Memory Data Register (MDR): MDR stores the value we want to read from or write into memory.

Processing Unit

The processing unit carries out the actual processing of information in the computer.

The simplest processing unit is Arithmetic and Logic Unit (ALU). It is capable of executing arithmetic and logic operations. The ALU in LC-3 can perform ADD, AND and NOT functions. These three functions can implement other functions. e.g. a - b = ADD(a, ADD(NOT(b), 1))

Input and Output

Keyboard: Keyboard Data Register (KBDR) holds the ASCII code of keys struck, and Keyboard Status Register (KBSR) holds status information of the keyboard.

Monitor: Display Data Register (DDR) holds the ASCII code of letters to be displayed, and Display Status Register (DSR) holds status of the screen.

Control Unit

It keeps track of where we are in the process of executing the program, and where we are in the process of executing each instruction.

Instruction Register (IR): IR contains the current instruction.

Program Counter (PC): also called instruction pointer. PC stores the memory location of the next instruction to be executed.

Instruction Processing

The Instruction

Opcode: What the instruction does. In LC-3, the opcode takes up 4 bits.

Operands: What to do the instruction to. In LC-3, the opcode takes up 12 bits.

There are three types of instructions in LC-3: operate instructions (which process data), data movement instructions (which move data from one place to another), and control instructions (which change the sequence of instruction execution).

The Instruction Cycle

Instructions are processed under the direction of the control unit in a systematic, step-by-step manner. The sequence of steps is called the instruction cycle. Each step is called a phase. There are 6 phases in an instruction cycle:

Fetch: obtains the next instruction from memory and loads it into IR. It takes multiple steps:

1. MAR ← PC, increment PC
2. MDR ← M[MAR]. This will take several clock cycles, until MDR is Ready (and a flag named R is set to 1).
3. IR ← MDR

Decode: sends the opcode to a 4-to-16 decoder, which identifies the opcode, and decides what to do.

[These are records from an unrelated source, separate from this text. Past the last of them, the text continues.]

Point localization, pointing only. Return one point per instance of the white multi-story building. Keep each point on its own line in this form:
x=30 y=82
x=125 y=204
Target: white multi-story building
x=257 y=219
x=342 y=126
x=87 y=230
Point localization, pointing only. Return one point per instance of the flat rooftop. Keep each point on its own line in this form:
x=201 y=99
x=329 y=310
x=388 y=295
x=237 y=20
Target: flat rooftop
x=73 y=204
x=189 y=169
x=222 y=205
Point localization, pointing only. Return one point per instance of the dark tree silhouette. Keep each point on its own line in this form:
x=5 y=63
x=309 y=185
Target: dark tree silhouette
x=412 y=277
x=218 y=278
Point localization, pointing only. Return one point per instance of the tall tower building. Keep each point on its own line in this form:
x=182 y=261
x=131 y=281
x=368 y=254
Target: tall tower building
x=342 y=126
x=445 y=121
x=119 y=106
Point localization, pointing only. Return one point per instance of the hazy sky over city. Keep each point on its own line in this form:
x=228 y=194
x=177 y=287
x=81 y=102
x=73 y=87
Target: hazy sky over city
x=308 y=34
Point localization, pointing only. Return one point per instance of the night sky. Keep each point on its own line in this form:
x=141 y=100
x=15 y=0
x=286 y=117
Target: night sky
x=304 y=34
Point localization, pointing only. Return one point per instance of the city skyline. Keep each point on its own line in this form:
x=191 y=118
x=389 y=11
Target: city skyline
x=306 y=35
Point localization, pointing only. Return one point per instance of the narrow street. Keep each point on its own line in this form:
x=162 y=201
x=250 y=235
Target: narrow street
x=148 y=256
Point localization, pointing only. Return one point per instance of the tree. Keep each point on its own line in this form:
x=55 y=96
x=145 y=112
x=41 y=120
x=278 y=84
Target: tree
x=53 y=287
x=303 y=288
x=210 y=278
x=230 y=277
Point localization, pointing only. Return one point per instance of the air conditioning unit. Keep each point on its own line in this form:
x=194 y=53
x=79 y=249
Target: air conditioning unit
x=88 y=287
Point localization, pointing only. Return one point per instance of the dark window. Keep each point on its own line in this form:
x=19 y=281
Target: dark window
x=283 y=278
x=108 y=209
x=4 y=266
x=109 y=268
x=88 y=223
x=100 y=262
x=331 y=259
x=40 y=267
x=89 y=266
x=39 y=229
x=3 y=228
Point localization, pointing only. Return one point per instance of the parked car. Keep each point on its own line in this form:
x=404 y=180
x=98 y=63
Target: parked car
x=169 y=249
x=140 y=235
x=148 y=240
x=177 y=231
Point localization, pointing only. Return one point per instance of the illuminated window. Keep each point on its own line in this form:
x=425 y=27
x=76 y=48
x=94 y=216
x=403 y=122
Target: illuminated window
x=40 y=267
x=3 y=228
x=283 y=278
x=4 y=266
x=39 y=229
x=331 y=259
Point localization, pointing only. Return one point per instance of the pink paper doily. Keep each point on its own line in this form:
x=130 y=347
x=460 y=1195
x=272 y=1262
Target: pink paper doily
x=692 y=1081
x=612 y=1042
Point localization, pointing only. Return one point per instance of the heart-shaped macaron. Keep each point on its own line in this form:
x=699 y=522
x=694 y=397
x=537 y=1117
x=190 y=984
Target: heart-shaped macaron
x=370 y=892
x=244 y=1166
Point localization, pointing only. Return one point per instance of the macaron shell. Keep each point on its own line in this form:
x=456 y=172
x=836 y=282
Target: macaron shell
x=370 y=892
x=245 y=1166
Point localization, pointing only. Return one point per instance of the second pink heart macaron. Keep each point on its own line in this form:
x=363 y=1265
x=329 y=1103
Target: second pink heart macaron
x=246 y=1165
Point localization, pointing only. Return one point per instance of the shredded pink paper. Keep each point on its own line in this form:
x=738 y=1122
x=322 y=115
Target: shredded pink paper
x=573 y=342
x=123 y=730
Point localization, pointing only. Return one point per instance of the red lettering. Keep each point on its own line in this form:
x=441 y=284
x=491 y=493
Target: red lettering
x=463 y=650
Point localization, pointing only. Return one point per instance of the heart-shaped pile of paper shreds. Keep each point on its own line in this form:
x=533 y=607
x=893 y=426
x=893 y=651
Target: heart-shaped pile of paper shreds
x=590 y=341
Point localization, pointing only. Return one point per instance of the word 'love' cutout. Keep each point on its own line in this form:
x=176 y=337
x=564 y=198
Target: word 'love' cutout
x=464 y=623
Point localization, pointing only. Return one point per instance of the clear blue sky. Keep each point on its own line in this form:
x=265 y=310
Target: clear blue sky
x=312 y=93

Evaluate address: computes the address of the memory location that is needed to process the instruction. During this step, the processor calculates the memory address to be used, according to the addressing modes specified in the ISA (like adding the offset to PC or Base Register).

Fetch operands: interrogates the memory and obtains the source operands needed to process the instruction.

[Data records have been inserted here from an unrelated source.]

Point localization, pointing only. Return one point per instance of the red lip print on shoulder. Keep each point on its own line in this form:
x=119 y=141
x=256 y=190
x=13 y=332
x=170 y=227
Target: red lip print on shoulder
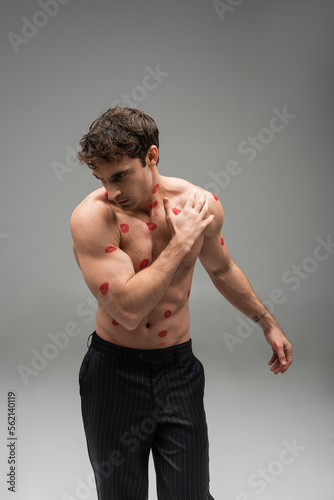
x=104 y=288
x=110 y=249
x=144 y=263
x=151 y=226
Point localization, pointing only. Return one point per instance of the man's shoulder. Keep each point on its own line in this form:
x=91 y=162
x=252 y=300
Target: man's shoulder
x=92 y=214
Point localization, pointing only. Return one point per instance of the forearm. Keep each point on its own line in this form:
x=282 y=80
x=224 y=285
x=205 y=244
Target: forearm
x=144 y=290
x=235 y=287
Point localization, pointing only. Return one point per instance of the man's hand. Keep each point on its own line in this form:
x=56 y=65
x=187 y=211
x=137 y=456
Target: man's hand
x=282 y=350
x=188 y=225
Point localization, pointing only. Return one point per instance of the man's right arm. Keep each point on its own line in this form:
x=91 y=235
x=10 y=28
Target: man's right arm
x=128 y=296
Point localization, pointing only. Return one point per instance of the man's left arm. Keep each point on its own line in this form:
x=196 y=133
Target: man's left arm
x=233 y=284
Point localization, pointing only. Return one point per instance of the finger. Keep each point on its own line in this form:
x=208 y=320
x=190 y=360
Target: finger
x=276 y=367
x=191 y=199
x=166 y=203
x=208 y=221
x=281 y=354
x=199 y=201
x=273 y=359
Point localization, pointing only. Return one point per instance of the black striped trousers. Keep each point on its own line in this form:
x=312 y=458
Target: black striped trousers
x=135 y=401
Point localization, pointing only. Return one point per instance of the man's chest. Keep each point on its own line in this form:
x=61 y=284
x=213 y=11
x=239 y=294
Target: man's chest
x=142 y=239
x=145 y=238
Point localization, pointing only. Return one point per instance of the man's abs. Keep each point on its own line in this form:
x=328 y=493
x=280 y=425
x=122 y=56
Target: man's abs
x=166 y=325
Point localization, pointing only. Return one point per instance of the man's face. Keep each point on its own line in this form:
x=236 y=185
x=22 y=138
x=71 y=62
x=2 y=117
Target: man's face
x=128 y=183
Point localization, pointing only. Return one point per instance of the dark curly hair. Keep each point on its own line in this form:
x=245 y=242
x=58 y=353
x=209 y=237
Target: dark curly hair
x=117 y=132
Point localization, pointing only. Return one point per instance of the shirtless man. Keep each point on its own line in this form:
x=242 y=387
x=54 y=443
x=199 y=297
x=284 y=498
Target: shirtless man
x=136 y=241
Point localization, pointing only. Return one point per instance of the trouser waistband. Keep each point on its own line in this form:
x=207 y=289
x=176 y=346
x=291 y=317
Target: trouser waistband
x=140 y=355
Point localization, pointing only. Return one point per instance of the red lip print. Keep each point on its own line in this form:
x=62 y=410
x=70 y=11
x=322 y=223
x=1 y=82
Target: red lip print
x=104 y=288
x=110 y=249
x=144 y=263
x=124 y=228
x=151 y=226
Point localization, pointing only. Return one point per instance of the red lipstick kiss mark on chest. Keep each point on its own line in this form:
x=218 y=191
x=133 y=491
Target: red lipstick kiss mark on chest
x=104 y=288
x=151 y=226
x=110 y=249
x=124 y=228
x=144 y=263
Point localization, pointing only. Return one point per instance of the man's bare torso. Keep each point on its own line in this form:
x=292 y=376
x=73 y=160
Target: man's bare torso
x=143 y=236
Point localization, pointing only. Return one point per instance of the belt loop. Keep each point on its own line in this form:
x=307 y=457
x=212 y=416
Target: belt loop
x=88 y=340
x=125 y=357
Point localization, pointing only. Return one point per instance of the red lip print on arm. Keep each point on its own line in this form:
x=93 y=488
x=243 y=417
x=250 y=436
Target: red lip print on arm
x=124 y=228
x=104 y=288
x=144 y=263
x=151 y=225
x=110 y=249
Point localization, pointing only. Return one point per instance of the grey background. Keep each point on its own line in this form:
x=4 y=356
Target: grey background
x=225 y=76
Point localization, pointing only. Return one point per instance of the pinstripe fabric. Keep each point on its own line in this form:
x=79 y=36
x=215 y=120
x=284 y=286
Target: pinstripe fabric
x=135 y=401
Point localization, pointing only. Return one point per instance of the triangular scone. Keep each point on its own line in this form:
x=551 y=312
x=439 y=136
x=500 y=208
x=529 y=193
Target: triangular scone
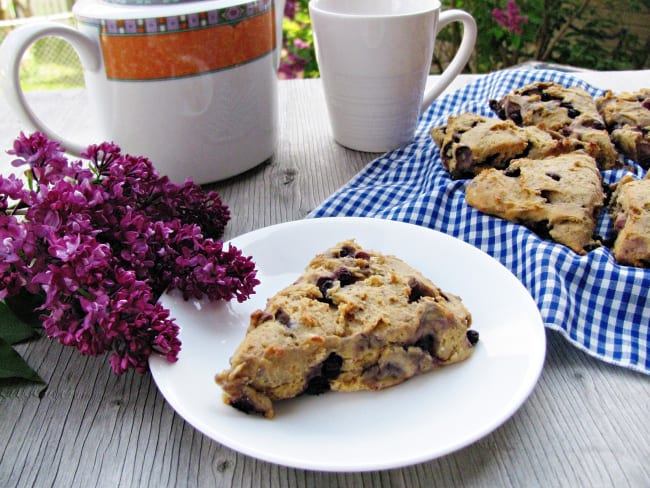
x=627 y=117
x=470 y=143
x=570 y=111
x=559 y=197
x=630 y=212
x=354 y=320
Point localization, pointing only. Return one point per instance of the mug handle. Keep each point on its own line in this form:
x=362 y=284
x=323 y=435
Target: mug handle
x=11 y=53
x=462 y=55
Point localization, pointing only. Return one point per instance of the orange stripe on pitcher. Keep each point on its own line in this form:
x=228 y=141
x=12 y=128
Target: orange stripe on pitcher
x=185 y=53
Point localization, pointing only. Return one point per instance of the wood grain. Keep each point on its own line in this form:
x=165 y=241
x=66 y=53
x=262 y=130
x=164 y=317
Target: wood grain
x=585 y=424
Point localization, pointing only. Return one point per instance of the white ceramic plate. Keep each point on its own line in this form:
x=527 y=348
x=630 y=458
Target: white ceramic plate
x=421 y=419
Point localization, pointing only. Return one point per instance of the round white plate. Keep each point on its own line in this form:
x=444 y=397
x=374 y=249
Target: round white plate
x=421 y=419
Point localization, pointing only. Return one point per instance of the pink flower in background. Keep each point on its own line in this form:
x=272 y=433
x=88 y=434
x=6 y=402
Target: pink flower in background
x=510 y=18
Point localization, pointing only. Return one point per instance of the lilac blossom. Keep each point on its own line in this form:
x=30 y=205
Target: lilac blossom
x=101 y=242
x=510 y=18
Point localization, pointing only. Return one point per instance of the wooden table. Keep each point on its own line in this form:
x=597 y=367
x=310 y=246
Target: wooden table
x=585 y=424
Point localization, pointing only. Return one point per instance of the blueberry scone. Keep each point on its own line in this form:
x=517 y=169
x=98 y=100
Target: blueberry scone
x=627 y=117
x=559 y=197
x=354 y=320
x=572 y=112
x=630 y=212
x=469 y=143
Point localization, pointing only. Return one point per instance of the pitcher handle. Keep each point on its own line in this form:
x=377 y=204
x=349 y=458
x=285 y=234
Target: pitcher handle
x=12 y=51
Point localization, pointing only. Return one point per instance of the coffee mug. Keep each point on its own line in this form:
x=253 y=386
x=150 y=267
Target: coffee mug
x=374 y=57
x=190 y=85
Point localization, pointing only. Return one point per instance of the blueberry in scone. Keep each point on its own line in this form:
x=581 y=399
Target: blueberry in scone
x=629 y=209
x=354 y=320
x=559 y=198
x=571 y=111
x=469 y=143
x=627 y=117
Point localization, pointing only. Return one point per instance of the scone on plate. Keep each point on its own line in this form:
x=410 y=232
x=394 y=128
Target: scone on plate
x=469 y=143
x=630 y=213
x=570 y=111
x=627 y=117
x=354 y=320
x=559 y=197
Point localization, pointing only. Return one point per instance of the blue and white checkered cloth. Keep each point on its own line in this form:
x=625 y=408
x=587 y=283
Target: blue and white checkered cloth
x=601 y=307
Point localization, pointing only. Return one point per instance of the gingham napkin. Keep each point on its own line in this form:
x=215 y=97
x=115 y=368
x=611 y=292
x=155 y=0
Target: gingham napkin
x=599 y=306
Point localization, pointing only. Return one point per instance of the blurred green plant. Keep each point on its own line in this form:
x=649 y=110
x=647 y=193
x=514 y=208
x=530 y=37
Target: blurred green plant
x=298 y=59
x=568 y=32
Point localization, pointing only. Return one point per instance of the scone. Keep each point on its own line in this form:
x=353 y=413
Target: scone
x=627 y=117
x=470 y=143
x=559 y=198
x=354 y=320
x=572 y=112
x=630 y=212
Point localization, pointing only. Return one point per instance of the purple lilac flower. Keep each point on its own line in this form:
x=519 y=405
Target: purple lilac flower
x=510 y=18
x=101 y=243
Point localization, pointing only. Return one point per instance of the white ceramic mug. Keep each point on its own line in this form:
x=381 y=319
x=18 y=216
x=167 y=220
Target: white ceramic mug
x=374 y=57
x=190 y=85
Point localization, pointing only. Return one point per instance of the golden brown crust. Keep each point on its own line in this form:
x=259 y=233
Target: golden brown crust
x=559 y=197
x=570 y=111
x=630 y=213
x=354 y=320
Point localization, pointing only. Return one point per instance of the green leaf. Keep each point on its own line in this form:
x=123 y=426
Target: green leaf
x=12 y=329
x=14 y=366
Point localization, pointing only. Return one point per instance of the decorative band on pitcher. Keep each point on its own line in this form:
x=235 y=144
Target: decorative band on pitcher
x=187 y=45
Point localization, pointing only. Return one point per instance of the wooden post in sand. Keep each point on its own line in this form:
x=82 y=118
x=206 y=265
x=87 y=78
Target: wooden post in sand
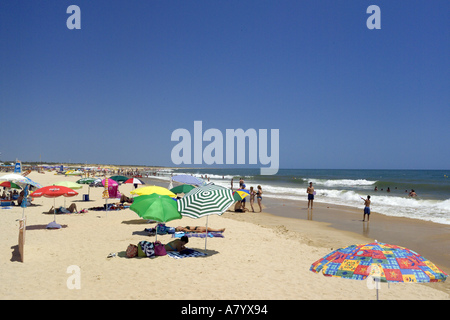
x=22 y=229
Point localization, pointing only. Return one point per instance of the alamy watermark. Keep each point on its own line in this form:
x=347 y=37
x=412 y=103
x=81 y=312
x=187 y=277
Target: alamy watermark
x=213 y=153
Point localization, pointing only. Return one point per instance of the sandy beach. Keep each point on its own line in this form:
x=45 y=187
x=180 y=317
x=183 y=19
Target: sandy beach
x=263 y=256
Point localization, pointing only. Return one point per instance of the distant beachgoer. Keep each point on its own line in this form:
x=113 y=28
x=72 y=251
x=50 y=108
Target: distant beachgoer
x=310 y=192
x=259 y=197
x=198 y=229
x=366 y=208
x=124 y=199
x=238 y=207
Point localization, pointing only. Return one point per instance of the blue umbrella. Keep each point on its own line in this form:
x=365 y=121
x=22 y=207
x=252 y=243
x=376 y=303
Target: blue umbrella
x=187 y=179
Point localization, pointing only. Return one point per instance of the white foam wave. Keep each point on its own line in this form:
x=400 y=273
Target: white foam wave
x=341 y=182
x=429 y=210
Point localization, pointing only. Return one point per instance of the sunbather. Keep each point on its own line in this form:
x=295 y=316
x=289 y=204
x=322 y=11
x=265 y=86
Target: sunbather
x=198 y=229
x=177 y=245
x=72 y=208
x=124 y=199
x=238 y=207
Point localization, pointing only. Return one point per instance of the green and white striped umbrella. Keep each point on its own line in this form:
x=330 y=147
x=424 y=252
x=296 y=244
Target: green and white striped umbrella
x=206 y=200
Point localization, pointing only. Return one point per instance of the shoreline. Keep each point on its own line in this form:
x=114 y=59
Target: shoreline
x=344 y=226
x=258 y=251
x=394 y=230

Execute: carries out the actual execution. For example, performing the addition in the ALU.

Store Result: writes the result in the designated memory destination.

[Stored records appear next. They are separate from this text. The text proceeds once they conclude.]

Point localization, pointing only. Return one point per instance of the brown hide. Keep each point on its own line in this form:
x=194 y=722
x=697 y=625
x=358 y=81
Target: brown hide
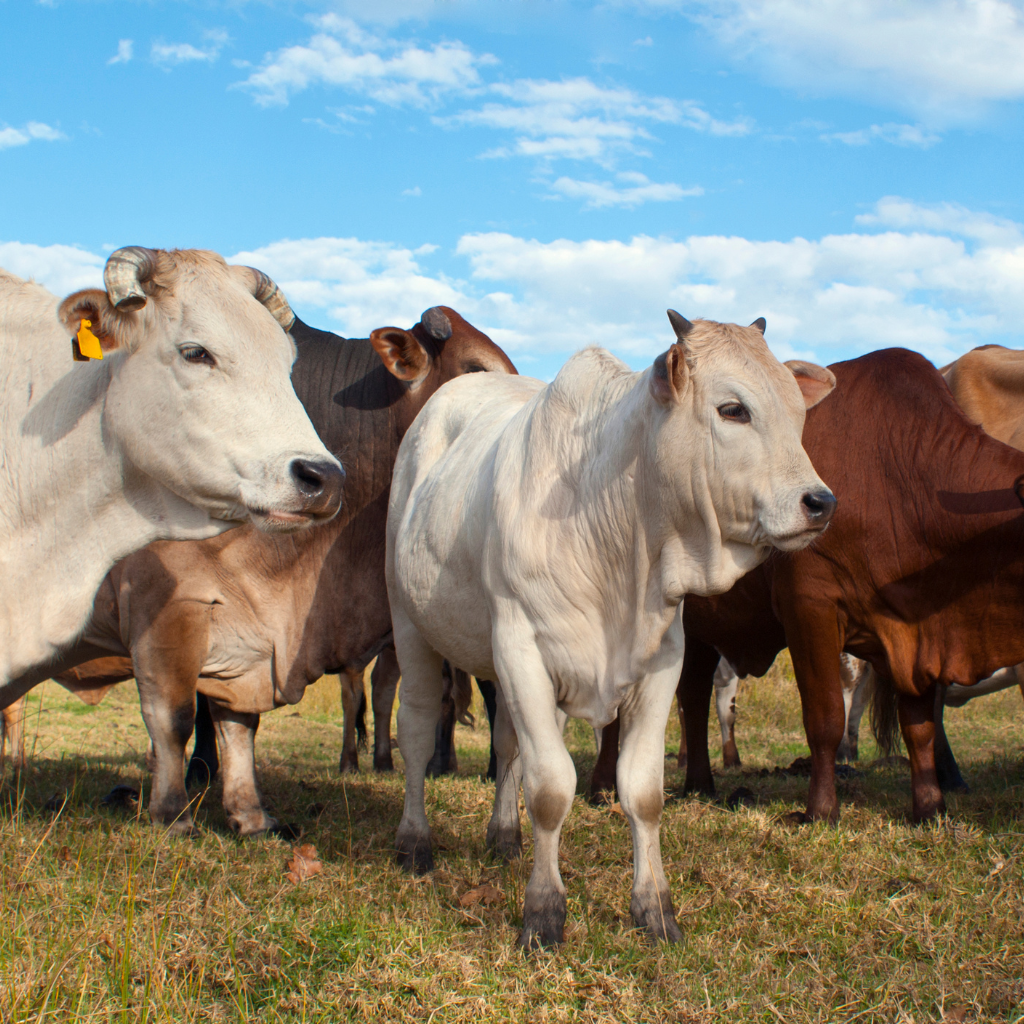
x=988 y=385
x=252 y=619
x=920 y=572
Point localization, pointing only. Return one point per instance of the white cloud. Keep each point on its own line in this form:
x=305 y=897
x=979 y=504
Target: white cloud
x=943 y=57
x=124 y=53
x=34 y=130
x=894 y=133
x=945 y=218
x=358 y=285
x=634 y=189
x=580 y=120
x=61 y=268
x=343 y=54
x=168 y=54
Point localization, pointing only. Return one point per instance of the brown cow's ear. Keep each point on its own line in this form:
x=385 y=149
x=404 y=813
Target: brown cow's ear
x=815 y=382
x=401 y=352
x=669 y=375
x=93 y=305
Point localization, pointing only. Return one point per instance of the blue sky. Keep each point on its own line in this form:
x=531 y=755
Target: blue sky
x=560 y=172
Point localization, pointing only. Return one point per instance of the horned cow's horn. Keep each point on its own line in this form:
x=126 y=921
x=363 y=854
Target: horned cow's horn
x=123 y=275
x=270 y=295
x=436 y=324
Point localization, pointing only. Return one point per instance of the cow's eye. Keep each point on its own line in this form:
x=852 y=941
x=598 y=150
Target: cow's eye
x=735 y=412
x=197 y=353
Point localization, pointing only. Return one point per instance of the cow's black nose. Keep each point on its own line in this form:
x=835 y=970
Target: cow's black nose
x=818 y=506
x=320 y=483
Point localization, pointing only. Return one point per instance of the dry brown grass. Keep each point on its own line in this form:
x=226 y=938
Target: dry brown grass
x=109 y=920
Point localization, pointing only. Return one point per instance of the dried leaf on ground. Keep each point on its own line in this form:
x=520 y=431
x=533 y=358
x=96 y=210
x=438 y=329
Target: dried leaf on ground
x=303 y=863
x=485 y=894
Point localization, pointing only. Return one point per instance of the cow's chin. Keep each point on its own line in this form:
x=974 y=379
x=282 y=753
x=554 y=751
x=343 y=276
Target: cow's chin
x=799 y=540
x=282 y=520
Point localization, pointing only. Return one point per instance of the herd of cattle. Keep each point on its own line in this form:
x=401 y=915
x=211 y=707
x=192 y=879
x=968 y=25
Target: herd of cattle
x=229 y=504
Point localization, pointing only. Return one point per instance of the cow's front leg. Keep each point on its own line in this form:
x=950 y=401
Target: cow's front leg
x=548 y=777
x=351 y=684
x=815 y=647
x=916 y=719
x=383 y=683
x=505 y=828
x=640 y=782
x=419 y=709
x=167 y=659
x=243 y=801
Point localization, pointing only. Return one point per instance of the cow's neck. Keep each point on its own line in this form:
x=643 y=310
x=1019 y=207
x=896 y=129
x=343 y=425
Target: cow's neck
x=77 y=510
x=614 y=505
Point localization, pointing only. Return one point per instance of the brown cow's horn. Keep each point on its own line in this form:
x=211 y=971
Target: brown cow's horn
x=269 y=294
x=436 y=324
x=126 y=269
x=680 y=325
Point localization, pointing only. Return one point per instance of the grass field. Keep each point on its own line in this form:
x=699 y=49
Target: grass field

* Testing Interrupt Signal (INT): if INT is asserted, save the current state information in the runtime stack, and load the PC with the starting address of the interrupt routine.

Changing the Sequence of Execution

Control instructions load the PC during the Execute phase, wiping out the incremented PC so that at the start of the next instruction cycle, the processor will get the next instruction from the new PC, not the incremented PC.

Control of the Instruction Cycle

Each phase of every instruction is controlled by the finite state machine of the control unit.

For example, the Fetch phase takes 3 clock cycles. During the first clock cycle, the MAR is loaded with the content of the PC, and the PC is incremented. For this to happen, the finite state machine outputs control signals and asserts GatePC and LD.MAR. It also asserts the select lines of the PCMUX to choose the output of the PC incrementer. We will study the control signals of each phase in each instruction in the next chapter.

Halting the Computer

Stopping the instruction cycle requires stopping the clock. In a computer, the clock signal is produced by a crystal oscillator called the clock generator. Its output is ANDed with the output of the RUN latch. If the RUN latch is in the 1 state (its output is 1), the clock is activated. If the RUN latch is cleared, the clock circuit always outputs 0, thus stopping the clock.

To reinitiate the clock signal, there must be some external mechanism that sets the RUN latch to 1 again.